At issue is the “family glitch” that has made a subset of lower-income American families ineligible for Obamacare. The way the law was written, workers cannot qualify to receive Obamacare subsidies if they are offered affordable insurance from their employers — “affordable” being defined as costing less than 9.5 percent of household income. However, as written, the 9.5 percent threshold is calculated based on the cost of insuring only the individual employee, rather than the cost of coverage for an entire family. Thus, some families struggling to pay the premiums of employer insurance do not qualify for Obamacare.
Though it is often portrayed as an accident by Congress, it makes sense that the law was drafted the way it was. At the time it was being written, Democrats were pushing back against the idea that Obamacare posed a threat to employer-based insurance — and if the Congressional Budget Office assumed more people would have ended up on Obamacare, it could have driven up the cost of the legislation. That said, even if Democrats now want to rewrite the legislative history, what ultimately matters is what is in the actual text that Congress voted on.
In 2011 — the year after Obamacare passed — the Obama Treasury Department issued rules pertaining to the subsidies that made abundantly clear that the statute said that the affordability threshold applied only to individual insurance:
Thus, the statutory language specifies that for both employees and others (such as spouses or dependents) who are eligible to enroll in employers sponsored coverage by reason of their relationship to an employee (related individuals), the coverage is unaffordable if the required contribution for ‘‘self-only’’ coverage (as opposed to family coverage or other coverage applicable to multiple individuals) exceeds 9.5 percent of household income.

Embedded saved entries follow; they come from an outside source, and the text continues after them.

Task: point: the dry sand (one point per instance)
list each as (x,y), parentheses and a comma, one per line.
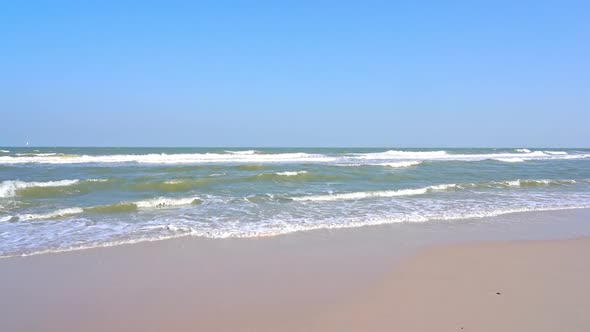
(349,280)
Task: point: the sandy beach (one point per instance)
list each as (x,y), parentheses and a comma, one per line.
(346,280)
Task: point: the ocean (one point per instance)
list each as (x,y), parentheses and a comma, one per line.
(60,199)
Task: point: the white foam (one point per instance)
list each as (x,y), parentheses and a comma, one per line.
(394,154)
(556,153)
(244,153)
(171,158)
(50,215)
(291,173)
(519,182)
(374,194)
(400,164)
(162,202)
(510,160)
(11,187)
(252,156)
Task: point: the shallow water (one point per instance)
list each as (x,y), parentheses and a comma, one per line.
(54,199)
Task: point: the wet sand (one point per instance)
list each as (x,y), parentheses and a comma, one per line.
(344,280)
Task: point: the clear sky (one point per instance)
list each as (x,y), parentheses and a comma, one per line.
(295,73)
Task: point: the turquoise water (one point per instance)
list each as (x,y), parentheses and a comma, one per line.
(54,199)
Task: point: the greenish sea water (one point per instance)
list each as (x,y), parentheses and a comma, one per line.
(54,199)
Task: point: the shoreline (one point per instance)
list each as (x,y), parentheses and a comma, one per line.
(456,222)
(297,282)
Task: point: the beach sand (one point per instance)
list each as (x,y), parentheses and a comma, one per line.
(344,280)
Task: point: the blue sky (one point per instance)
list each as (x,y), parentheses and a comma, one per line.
(281,73)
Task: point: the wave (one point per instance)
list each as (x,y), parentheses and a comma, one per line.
(258,158)
(155,203)
(12,187)
(509,160)
(163,158)
(50,215)
(246,152)
(393,154)
(374,194)
(293,173)
(533,183)
(429,189)
(400,164)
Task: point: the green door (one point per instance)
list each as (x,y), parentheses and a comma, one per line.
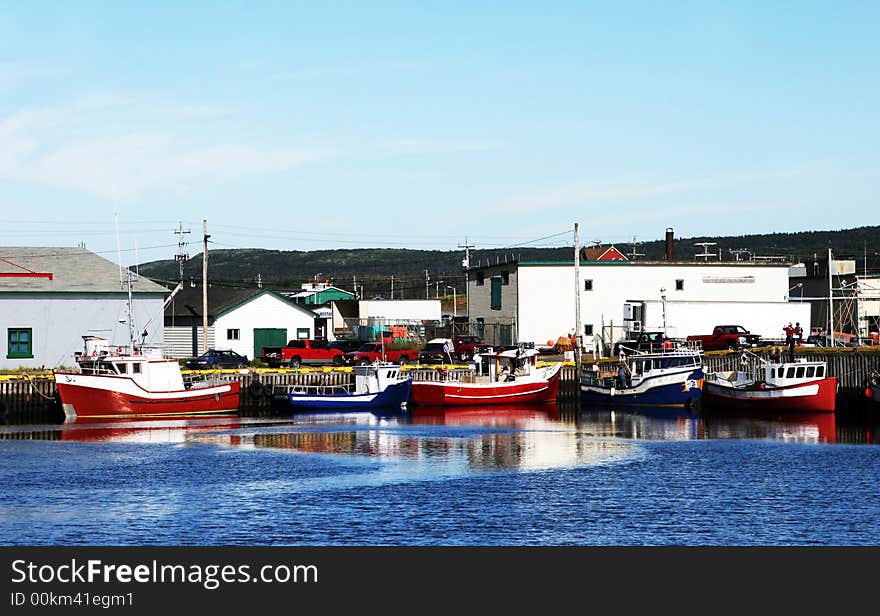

Congress never acted in the intervening eleven years to change the relevant text of Obamacare. As a result, the constitutional path forward for Biden was clear. If he wanted to eliminate the “family glitch,” he had to ask Congress to amend the law. Otherwise, that’s the end of the story.

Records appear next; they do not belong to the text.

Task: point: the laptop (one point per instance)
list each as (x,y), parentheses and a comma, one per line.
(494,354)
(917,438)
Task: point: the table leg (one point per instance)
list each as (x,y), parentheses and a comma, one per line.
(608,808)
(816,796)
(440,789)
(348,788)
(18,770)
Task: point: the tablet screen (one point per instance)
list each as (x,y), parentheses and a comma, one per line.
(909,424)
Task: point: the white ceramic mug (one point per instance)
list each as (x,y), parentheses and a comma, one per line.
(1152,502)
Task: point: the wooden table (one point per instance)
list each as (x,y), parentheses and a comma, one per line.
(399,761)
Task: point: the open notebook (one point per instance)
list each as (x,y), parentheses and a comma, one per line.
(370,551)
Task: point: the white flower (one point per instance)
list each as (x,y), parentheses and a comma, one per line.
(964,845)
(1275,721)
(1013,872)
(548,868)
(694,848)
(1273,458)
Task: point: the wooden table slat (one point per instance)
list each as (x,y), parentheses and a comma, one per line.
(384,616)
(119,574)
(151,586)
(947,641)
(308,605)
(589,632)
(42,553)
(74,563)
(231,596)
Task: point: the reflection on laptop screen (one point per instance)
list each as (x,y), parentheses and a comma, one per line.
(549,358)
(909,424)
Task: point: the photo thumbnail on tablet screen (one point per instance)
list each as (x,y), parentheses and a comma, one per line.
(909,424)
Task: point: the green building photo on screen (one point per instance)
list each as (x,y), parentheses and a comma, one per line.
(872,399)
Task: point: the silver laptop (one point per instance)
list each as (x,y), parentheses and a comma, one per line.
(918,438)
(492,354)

But Biden, who sought to illegally extend the eviction moratorium and illegally mandate vaccines for everybody who works for large employers, and who illegally bypassed Congress to dole out a half-trillion dollars in student-loan relief, was characteristically unwilling to let the law stand in the way of his preferred policy.
“Health care should be a right, not a privilege,” Biden said in announcing a new rule from the Treasury Department that would rewrite Obamacare to address the “family glitch.” He boasts that “this marks the most significant administrative action to implement the Affordable Care Act since the law was first put into place.”
Indeed, the CBO estimates that the unilateral rule change, which is slated to become effective next month, will cost up to $44 billion over the next decade.